C'est l'histoire. L'IA est un multiplicateur de productivité pour les ingénieurs en données. Ce n'est pas L'ingénieur en données.


Un aperçu simple

Je sais que j'ai dit que j'éviterais le format de tableau comparatif. Mais celui-ci est vraiment le moyen le plus clair de le montrer :

TâcheL'IA aideL'IA a du mal
Génération de SQLPremières ébauches, 50-70% plus rapideLogique complexe avec des règles métier subtiles
Documentation des schémasPremière passe, semaines pas moisSémantique précise sans contexte métier
Analyse ad hocQuestions simples pour les non-ingénieursQuestions nécessitant un contexte inter-systèmes
Code de pipelineModèles, modèles standardLogique avec état, gestion des cas limites
Évolution des schémasPresque entièrement un jugement humain
Récupération après échecNécessite des connaissances métier + opérationnelles
Débogage en productionLes LLM ne connaissent pas votre historique spécifique

La colonne de gauche est réelle. La colonne de droite est la raison pour laquelle les équipes d'ingénierie des données existent toujours.


Où layline.io s'intègre

Je vais être direct : les gains de productivité de l'IA que j'ai décrits ci-dessus sont plus faciles à capturer lorsque vos pipelines ont une structure explicite que les LLM peuvent comprendre et étendre.

Chez layline.io, nous construisons des pipelines avec une configuration déclarative — la logique est dans des opérateurs structurés, pas intégrée dans du code personnalisé (sauf pour le Javascript ou Python occasionnel ici et là et seulement là où c'est vraiment nécessaire). Cela s'avère bien se marier avec le développement assisté par IA. Lorsqu'un ingénieur demande à un LLM d'ajouter une étape de traitement, le LLM peut raisonner clairement à ce sujet. Lorsque quelque chose casse, l'échec est dans un endroit connu plutôt qu'enfoui dans du code sur mesure.

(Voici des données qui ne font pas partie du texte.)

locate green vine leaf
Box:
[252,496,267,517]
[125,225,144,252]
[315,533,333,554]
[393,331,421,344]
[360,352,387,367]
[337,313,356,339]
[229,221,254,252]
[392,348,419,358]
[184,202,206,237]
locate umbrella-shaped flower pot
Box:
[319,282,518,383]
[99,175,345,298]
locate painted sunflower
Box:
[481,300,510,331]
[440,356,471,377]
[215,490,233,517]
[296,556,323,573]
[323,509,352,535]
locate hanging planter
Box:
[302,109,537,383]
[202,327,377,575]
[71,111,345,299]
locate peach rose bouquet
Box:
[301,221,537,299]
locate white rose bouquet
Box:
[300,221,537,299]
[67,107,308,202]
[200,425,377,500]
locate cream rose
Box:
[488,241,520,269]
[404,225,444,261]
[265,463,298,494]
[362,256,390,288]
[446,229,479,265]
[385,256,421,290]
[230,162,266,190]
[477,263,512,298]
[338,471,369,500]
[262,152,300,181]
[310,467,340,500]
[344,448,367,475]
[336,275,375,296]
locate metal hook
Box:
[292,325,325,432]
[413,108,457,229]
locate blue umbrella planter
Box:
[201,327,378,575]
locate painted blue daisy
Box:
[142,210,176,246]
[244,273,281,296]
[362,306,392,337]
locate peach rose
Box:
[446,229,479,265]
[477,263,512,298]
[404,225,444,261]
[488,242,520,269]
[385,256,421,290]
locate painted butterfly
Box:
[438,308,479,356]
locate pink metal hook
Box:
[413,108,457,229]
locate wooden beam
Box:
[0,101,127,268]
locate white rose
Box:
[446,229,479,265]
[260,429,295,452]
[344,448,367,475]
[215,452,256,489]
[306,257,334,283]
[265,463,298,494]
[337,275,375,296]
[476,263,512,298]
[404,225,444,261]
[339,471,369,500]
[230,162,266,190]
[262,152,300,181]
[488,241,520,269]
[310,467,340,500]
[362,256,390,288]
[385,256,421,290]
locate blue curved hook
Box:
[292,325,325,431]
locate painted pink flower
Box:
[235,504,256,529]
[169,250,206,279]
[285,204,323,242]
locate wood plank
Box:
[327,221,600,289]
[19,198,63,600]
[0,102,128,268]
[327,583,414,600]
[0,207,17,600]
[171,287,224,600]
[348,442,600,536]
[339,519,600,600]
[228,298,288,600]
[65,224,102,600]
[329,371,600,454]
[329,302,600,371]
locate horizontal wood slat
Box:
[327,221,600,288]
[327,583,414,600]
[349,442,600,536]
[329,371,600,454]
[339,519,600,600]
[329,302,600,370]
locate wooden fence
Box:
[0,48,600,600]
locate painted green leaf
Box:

Ce n'est pas la raison pour laquelle nous l'avons construit de cette façon. Nous l'avons construit de cette façon parce que les pipelines déclaratifs sont plus faciles à déboguer et à maintenir pour les humains. L'affinité avec l'IA s'est avérée être un effet secondaire.

Mais cela signifie que les équipes qui construisent sur une base structurée tirent plus parti des outils d'IA que les équipes travaillant dans du code personnalisé. Quelque chose à considérer lorsque vous faites des choix architecturaux qui compteront dans deux ans.


La question à poser à votre équipe

Essayez ceci : choisissez vos cinq derniers incidents de données. Pour chacun d'eux, demandez-vous si une IA aurait pu le prévenir ou le diagnostiquer plus rapidement.

Pour la plupart des équipes, la réponse est "peut-être 1 sur 5." Les quatre autres sont des problèmes qu'un LLM ne peut pas raisonner de manière fiable — une logique métier incorrecte qui est techniquement un code correct, un changement de schéma d'une équipe en amont que personne n'a annoncé, un cas limite dans le traitement de flux qui ne se manifeste qu'à des volumes d'événements spécifiques.

Si vous évaluez des outils d'IA, c'est votre référence. Pas "l'IA va-t-elle changer l'ingénierie des données" — bien sûr qu'elle le fera. Mais "l'IA éliminera-t-elle les problèmes qui nous font réellement mal ?" Cette réponse est non, pas encore, et probablement pas sans que quelque chose change qui n'a pas changé.


Andrew Tan est un entrepreneur en série et fondateur de layline.io, construisant une infrastructure de traitement de données d'entreprise qui gère à la fois les charges de travail par lots et en temps réel à grande échelle.